Fenwick is a new youth minister in Oxford

Meagan Robinson
The Oxford Eagle

A new minister has taken the lead at Oxford-University United Methodist Church.

Brandon native Kelly Fenwick, 27, graduated from Mississippi State University with an undergraduate degree in kinesiology and a graduate degree in school counseling.

In graduate school, she became involved with a Eupora church and loved the youth ministry.

Fenwick moved to Oxford when her husband took a job at Camp Lake Stephens, a United Methodist summer camp. After searching to no avail for school counseling jobs, Associate Minister Chris McAlilly contacted Fenwick about becoming the new youth minister. She accepted the job in June.

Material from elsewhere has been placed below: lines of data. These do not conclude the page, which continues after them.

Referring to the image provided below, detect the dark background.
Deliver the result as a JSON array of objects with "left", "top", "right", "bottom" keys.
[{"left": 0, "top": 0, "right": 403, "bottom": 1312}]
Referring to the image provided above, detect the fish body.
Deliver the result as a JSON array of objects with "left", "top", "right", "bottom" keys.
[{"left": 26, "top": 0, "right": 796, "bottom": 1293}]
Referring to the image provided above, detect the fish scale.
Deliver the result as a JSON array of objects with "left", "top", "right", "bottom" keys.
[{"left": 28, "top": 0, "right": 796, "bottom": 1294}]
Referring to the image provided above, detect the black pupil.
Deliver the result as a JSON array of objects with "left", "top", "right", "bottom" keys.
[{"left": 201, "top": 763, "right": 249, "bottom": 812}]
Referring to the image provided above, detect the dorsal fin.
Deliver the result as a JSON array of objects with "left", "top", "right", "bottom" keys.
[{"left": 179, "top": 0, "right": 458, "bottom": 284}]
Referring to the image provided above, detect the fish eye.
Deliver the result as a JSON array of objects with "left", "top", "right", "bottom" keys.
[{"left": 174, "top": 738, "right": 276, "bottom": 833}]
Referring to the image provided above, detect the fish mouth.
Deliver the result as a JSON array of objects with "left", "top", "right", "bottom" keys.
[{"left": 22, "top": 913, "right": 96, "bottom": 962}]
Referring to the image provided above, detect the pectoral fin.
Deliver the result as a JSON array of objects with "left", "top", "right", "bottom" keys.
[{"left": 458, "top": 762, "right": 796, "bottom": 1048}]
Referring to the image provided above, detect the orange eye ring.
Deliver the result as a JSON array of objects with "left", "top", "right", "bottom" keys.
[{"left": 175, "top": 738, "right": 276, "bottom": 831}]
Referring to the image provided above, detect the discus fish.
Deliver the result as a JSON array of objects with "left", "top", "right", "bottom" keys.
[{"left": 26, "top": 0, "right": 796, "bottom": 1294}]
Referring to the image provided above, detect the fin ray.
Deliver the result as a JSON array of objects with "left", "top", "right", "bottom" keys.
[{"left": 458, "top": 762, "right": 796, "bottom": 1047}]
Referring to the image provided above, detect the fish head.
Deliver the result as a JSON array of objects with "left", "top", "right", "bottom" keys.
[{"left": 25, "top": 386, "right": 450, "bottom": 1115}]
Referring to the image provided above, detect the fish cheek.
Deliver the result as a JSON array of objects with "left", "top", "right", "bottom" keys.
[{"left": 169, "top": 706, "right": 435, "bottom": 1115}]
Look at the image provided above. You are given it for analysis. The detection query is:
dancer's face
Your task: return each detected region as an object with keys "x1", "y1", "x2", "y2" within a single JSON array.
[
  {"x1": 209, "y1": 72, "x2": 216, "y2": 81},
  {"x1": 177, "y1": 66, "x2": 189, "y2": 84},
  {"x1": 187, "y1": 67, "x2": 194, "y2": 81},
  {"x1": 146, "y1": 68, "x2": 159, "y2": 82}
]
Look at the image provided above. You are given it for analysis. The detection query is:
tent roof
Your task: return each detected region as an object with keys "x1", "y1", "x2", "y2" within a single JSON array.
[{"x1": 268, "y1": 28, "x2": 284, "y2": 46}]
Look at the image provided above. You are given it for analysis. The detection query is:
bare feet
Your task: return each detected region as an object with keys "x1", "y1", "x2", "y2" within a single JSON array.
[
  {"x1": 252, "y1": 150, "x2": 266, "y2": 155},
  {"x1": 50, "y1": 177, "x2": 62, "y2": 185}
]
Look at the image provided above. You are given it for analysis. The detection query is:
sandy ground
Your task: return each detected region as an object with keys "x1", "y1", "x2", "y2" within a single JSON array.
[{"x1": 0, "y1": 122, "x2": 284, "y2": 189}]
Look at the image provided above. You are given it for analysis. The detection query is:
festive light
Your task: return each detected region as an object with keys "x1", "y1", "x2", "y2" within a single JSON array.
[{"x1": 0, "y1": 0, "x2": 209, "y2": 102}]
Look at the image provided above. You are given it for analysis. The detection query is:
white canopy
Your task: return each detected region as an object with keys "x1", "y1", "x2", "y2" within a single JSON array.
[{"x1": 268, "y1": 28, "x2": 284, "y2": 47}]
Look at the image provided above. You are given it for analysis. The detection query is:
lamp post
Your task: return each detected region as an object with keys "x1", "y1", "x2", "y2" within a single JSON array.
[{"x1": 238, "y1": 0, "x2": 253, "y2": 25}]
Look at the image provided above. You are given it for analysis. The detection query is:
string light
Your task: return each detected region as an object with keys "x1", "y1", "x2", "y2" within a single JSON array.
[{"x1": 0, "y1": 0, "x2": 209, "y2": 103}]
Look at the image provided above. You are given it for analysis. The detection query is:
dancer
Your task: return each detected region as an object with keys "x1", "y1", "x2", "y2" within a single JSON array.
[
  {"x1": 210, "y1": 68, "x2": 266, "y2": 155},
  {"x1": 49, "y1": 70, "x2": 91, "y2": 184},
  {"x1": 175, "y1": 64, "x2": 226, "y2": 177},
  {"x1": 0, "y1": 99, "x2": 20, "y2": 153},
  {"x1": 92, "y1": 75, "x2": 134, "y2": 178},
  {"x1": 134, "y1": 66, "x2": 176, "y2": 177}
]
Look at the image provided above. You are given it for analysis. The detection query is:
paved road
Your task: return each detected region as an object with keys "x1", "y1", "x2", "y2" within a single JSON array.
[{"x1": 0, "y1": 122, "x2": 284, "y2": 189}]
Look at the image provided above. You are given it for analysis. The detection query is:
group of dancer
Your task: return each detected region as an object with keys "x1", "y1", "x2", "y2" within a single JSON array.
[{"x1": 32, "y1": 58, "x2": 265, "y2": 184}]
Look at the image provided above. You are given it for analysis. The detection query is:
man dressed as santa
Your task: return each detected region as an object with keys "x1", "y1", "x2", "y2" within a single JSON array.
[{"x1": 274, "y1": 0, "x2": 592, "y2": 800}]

Fenwick believes there are positives and negatives that come with being a woman youth minister in a male-dominated profession, but she must be able to connect. She said many parents are glad their daughters have a woman youth minister to connect with, and that helps Fenwick stay positive.

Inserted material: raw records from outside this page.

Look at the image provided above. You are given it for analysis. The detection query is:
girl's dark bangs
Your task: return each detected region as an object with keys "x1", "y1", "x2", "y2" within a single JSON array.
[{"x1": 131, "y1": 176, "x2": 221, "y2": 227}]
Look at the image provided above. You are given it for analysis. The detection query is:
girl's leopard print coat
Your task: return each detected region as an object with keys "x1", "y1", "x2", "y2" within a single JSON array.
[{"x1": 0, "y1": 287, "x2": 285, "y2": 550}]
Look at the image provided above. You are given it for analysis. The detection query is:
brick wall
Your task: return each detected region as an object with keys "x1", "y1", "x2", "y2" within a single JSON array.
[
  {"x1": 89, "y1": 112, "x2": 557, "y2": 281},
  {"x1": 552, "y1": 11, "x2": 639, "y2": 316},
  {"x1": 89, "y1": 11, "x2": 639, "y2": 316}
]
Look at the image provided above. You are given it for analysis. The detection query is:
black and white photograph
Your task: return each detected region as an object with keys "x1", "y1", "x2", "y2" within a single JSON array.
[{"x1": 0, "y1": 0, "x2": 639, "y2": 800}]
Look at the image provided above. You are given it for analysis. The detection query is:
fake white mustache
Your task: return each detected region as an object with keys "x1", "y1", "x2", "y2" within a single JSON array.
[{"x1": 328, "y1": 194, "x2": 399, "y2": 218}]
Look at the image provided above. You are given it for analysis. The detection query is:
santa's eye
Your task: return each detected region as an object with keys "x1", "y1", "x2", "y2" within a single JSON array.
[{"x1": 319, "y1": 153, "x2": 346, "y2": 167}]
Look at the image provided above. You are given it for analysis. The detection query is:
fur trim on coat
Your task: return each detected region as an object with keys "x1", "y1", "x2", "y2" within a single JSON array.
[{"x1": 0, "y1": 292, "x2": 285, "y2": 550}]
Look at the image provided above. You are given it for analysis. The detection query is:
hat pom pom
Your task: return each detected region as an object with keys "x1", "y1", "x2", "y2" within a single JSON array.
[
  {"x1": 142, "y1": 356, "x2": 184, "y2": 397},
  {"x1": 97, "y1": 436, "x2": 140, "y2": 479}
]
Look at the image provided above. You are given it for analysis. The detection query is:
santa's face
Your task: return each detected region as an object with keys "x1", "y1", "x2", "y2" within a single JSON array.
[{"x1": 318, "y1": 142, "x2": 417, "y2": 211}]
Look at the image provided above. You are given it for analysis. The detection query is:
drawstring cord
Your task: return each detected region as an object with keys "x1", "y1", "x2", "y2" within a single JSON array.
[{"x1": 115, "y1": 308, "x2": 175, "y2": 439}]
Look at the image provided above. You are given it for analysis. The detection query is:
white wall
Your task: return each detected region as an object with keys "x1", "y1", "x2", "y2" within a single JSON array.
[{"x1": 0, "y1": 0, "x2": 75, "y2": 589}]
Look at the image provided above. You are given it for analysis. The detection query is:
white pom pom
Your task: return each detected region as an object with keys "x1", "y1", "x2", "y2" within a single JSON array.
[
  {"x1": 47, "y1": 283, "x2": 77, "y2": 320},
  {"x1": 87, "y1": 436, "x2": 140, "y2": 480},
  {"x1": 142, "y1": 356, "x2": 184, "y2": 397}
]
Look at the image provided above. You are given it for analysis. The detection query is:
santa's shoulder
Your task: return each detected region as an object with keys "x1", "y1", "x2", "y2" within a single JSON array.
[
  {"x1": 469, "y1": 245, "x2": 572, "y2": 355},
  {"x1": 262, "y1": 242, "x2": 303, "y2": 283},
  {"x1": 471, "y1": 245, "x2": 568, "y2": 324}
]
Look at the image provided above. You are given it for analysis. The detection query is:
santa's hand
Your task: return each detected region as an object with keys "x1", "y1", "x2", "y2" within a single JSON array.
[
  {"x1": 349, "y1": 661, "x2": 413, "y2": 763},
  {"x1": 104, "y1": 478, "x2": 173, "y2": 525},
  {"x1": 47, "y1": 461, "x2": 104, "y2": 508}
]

Fenwick recently hired four interns to help with the youth group. Kennedy Shock, 19, is one. She believes having a woman minister is beneficial.

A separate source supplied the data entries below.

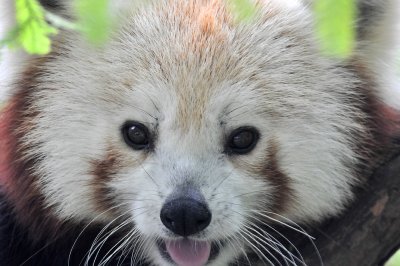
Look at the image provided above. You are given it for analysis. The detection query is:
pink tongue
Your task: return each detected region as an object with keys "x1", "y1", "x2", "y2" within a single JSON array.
[{"x1": 165, "y1": 239, "x2": 211, "y2": 266}]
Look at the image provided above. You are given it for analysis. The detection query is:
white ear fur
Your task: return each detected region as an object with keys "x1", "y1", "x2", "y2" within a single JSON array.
[
  {"x1": 0, "y1": 1, "x2": 28, "y2": 103},
  {"x1": 356, "y1": 0, "x2": 400, "y2": 110}
]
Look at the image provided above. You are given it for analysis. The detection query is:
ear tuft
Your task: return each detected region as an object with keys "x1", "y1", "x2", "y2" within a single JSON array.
[{"x1": 355, "y1": 0, "x2": 400, "y2": 110}]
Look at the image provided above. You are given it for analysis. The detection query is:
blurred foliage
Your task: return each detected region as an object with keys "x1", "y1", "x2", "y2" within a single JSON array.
[
  {"x1": 314, "y1": 0, "x2": 357, "y2": 57},
  {"x1": 75, "y1": 0, "x2": 112, "y2": 45},
  {"x1": 3, "y1": 0, "x2": 57, "y2": 54},
  {"x1": 228, "y1": 0, "x2": 257, "y2": 22},
  {"x1": 0, "y1": 0, "x2": 356, "y2": 57}
]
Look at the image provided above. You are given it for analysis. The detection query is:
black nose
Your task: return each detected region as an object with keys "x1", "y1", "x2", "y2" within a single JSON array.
[{"x1": 160, "y1": 197, "x2": 211, "y2": 236}]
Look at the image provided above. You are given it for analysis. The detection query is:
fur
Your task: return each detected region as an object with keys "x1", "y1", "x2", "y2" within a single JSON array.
[{"x1": 0, "y1": 0, "x2": 398, "y2": 266}]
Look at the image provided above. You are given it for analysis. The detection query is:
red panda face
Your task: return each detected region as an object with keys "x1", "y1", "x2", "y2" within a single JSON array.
[{"x1": 0, "y1": 1, "x2": 396, "y2": 266}]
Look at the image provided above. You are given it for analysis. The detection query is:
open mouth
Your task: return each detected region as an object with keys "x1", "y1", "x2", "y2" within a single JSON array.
[{"x1": 157, "y1": 238, "x2": 223, "y2": 266}]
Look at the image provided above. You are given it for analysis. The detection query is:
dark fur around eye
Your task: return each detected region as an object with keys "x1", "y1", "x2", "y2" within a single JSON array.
[
  {"x1": 225, "y1": 126, "x2": 260, "y2": 155},
  {"x1": 121, "y1": 121, "x2": 152, "y2": 150}
]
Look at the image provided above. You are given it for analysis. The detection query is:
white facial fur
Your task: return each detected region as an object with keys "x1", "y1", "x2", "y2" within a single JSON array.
[{"x1": 4, "y1": 0, "x2": 398, "y2": 265}]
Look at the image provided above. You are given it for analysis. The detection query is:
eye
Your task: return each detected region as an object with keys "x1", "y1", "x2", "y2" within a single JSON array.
[
  {"x1": 122, "y1": 122, "x2": 150, "y2": 150},
  {"x1": 227, "y1": 127, "x2": 260, "y2": 154}
]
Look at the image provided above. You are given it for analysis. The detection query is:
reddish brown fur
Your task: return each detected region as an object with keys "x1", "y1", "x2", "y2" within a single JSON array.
[
  {"x1": 91, "y1": 149, "x2": 122, "y2": 212},
  {"x1": 0, "y1": 58, "x2": 61, "y2": 239},
  {"x1": 91, "y1": 145, "x2": 146, "y2": 214},
  {"x1": 262, "y1": 141, "x2": 294, "y2": 213}
]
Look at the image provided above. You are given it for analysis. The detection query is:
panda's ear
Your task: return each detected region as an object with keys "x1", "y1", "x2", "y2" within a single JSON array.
[
  {"x1": 357, "y1": 0, "x2": 400, "y2": 60},
  {"x1": 354, "y1": 0, "x2": 400, "y2": 110}
]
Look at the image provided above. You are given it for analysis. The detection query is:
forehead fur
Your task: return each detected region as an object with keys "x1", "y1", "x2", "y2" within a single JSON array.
[{"x1": 111, "y1": 0, "x2": 308, "y2": 130}]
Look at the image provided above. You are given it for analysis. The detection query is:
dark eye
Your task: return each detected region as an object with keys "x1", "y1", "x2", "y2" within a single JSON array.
[
  {"x1": 122, "y1": 122, "x2": 150, "y2": 150},
  {"x1": 227, "y1": 127, "x2": 260, "y2": 154}
]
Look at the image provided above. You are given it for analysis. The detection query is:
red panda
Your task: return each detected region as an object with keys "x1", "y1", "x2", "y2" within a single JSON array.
[{"x1": 0, "y1": 0, "x2": 399, "y2": 266}]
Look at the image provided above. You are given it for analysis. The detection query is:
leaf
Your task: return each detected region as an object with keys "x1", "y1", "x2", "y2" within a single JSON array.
[
  {"x1": 75, "y1": 0, "x2": 112, "y2": 45},
  {"x1": 15, "y1": 0, "x2": 57, "y2": 54},
  {"x1": 314, "y1": 0, "x2": 357, "y2": 58},
  {"x1": 228, "y1": 0, "x2": 257, "y2": 22}
]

Shock said Fenwick has, “written letters to individual students. She sends weekly emails to parents to remind them of upcoming events. She’s taken students to eat. She’s been to sporting events for the youth, etc.  She’s done a ton of things to reach out to our students.”

The church had student interns before Fenwick arrived, but she contacted eight other students at Ole Miss to volunteer as small group leaders on Wednesday nights.

“Having college students who are right there in the next phase of life. . . helps me to be able to connect,” Fenwick said.

She said volunteers help with “setting an example and guiding them (the youth).” Their “main goal while they are here is to seek out kids who look uncomfortable, reach out to them and make them feel welcome.”

Thomas Toole, 22, is an intern who believes Fenwick’s passion and commitment to youth is important to the success of the church.

“She has pulled in strong leaders to help pull in other students,” he said. “She has given the youth group a sense of ownership, and she has stabilized the program.”


Fenwick in front of the youth group on Wednesday night with college intern Thomas Toole.

The reaction Fenwick has had from the church staff, parents, college volunteers and youth have made her feel blessed that so many people want to be part of expanding the youth program.

She said one of the most important things this age group needs is “community and relationship building.”

On Tuesday and Thursday mornings, youth have “prayer breakfasts” as a way for church youth to come together and get to know one another before school.


Fenwick with a group of youth girls at Bottletree Bakery on the Square for Thursday morning breakfast.

On Wednesday nights, the eight college volunteers lead small youth groups. Fenwick wants the youth to connect with college-age students, so she often plans outings on the Square.